No one said a word, just like when Joshua had presented his story, and I wondered if the class was similarly awed.

Ben, a political science major, raised his hand. “I’m not sure I understand what’s going on in the story.”

“Yeah, is this real, or, like, the guy’s dream?” Stephanie said.

“I was kind of confused, too,” Tyson said.

“I’m wondering what the author intended,” Elizabeth said. “Was the author intentionally trying to be abstruse?”

This was another one of Peter’s commandments. In order to protect students from feeling they were being attacked, we never addressed the author by name or by saying “you.” We were told to use “the author” exclusively. We weren’t supposed to look at the author, either. We were to pretend that the author was not in the room.

Rules for decorum aside, the discussion began to take a bad turn — the first time in any of our sessions, in fact, that the critiques were unequivocally negative.

“It’s like a really slick music video,” said Geoff, “but I don’t know if it has any more depth to it than that.”

“I don’t think there’s enough of a character arc,” said Cory. “No one changes during the course of the story.”

“We don’t know enough about them,” said Jeremy. “They aren’t developed very much.”

“There’s no conflict that I can define. What’s at stake? Is anything resolved?” asked Drew.

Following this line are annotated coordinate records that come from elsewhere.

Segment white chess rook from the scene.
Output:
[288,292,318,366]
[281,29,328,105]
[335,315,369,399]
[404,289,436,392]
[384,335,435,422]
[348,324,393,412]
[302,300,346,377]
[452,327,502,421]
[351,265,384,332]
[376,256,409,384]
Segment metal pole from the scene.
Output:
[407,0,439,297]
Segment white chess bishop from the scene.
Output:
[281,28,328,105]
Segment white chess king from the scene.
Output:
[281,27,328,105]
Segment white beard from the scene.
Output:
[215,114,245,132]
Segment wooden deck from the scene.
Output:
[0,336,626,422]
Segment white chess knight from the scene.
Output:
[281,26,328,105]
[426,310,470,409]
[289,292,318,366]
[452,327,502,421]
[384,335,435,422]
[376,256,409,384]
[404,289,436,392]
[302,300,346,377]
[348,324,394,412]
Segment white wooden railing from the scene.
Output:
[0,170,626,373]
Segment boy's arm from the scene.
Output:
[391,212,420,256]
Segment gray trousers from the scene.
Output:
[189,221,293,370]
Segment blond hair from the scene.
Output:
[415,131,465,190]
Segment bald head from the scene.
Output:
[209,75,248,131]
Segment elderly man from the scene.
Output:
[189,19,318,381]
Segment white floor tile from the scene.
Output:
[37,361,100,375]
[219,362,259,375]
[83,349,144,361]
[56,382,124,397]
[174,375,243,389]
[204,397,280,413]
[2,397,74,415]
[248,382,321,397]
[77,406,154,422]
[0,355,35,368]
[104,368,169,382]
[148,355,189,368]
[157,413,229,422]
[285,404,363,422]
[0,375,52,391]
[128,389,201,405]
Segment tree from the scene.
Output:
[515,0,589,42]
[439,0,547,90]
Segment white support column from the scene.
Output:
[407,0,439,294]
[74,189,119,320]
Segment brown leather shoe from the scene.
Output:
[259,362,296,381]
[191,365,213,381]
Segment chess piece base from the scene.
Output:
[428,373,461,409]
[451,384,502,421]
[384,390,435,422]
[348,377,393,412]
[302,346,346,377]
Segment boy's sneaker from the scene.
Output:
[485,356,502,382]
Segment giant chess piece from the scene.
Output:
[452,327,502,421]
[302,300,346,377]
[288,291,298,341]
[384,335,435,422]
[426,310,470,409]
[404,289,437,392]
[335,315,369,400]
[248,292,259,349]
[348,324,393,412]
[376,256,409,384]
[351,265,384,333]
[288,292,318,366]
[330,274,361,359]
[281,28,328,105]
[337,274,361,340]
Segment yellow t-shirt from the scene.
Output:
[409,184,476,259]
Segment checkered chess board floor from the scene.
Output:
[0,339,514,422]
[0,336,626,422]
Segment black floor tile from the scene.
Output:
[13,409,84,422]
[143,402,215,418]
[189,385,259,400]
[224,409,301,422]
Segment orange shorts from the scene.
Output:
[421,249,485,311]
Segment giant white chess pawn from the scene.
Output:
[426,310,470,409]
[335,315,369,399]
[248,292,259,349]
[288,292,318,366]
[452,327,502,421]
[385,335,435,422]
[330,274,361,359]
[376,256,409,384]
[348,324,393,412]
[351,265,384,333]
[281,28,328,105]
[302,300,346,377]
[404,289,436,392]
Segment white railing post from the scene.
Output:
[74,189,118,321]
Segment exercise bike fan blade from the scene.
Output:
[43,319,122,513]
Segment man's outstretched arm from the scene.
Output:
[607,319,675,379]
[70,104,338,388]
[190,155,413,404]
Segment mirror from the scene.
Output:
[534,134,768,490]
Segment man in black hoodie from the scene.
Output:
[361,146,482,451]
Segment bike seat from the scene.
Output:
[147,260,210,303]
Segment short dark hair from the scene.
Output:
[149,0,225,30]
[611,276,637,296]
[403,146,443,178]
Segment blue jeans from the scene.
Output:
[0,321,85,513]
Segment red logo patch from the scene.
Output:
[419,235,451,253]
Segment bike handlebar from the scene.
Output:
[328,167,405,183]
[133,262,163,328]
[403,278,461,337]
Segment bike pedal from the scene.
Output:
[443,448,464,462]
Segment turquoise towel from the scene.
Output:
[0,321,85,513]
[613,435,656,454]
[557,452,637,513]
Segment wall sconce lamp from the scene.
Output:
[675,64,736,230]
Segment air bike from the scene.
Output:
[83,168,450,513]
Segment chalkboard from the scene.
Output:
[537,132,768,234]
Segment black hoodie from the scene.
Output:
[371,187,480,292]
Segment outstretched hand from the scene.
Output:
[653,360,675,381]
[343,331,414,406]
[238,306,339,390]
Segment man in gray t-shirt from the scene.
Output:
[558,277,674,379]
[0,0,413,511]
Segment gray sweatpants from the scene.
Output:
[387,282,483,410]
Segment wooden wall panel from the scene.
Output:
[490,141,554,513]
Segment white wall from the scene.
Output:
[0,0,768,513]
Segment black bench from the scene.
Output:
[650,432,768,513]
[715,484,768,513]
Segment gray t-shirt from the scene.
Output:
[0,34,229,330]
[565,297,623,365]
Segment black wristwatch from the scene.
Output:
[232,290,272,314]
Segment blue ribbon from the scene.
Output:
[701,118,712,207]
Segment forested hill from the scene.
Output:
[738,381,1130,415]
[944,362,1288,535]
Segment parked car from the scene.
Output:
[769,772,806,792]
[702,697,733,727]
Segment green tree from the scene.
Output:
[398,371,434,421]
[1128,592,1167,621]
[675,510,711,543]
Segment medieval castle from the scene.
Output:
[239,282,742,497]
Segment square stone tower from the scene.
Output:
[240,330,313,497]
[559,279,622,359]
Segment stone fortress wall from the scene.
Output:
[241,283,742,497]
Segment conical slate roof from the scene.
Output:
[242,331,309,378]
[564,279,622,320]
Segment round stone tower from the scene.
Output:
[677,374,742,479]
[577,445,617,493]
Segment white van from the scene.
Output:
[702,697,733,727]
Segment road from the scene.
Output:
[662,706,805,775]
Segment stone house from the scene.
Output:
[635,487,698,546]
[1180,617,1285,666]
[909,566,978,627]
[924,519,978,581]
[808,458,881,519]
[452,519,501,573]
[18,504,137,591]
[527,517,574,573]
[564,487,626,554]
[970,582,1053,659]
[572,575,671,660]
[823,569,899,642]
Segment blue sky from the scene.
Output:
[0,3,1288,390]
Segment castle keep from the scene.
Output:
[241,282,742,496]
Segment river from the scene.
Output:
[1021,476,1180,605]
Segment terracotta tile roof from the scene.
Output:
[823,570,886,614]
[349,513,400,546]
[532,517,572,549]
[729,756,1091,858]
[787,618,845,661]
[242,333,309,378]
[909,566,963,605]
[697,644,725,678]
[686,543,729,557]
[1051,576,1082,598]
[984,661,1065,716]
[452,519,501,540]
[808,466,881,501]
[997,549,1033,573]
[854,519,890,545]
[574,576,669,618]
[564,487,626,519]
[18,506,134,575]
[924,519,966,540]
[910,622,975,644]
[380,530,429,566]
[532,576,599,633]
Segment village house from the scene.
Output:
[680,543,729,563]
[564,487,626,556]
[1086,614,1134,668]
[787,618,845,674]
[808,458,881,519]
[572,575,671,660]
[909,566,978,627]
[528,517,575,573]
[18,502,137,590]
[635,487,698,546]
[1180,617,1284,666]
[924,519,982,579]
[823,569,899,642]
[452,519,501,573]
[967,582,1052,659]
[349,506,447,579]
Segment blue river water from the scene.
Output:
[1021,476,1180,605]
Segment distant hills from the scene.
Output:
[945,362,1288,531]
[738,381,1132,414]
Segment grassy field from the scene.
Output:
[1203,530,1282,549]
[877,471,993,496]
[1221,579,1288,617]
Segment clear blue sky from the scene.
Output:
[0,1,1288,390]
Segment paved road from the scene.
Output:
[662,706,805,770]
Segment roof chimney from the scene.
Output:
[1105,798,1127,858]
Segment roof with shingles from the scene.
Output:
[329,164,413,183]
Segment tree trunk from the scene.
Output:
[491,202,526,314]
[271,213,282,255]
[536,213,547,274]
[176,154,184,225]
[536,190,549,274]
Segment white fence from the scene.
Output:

“The prose gets a little grandiose,” said Lara. “It’s reaching for highfalutin but it comes off as ostentatious.”

“The hair and neck thing got to be really tedious,” said Carey.

I waited for Joshua’s verdict. The hair and neck thing — at that moment I realized, with panic, that I had completely ripped the image off, almost word for word, from Alain Robbe-Grillet’s La Maison de Rendez-vous , a novel that had been on Joshua’s recommended books list.

At last, Joshua said, “You’re all missing the point. The story’s working on an atmospheric or impressionistic level, on mood rather than plot. Character development and conflict are irrelevant in a modality like this. There’s an inherent tension beneath the recurrences, the circularity, of the sado-erotic imagery, and the entire story relies on the flux of linguistic excess. Stylistically it has a kinship to the nouveau roman . It’s phenomenological, in the Heideggerian sense. Structurally and conceptually this story is really sophisticated — I’d say it’s even brilliant. I loved it.”

God bless Joshua’s soul.

After a pause, Megan said, “You’re right. It’s surreal, that’s what it is. The unpredictable way it flows is disturbing and kind of magical.”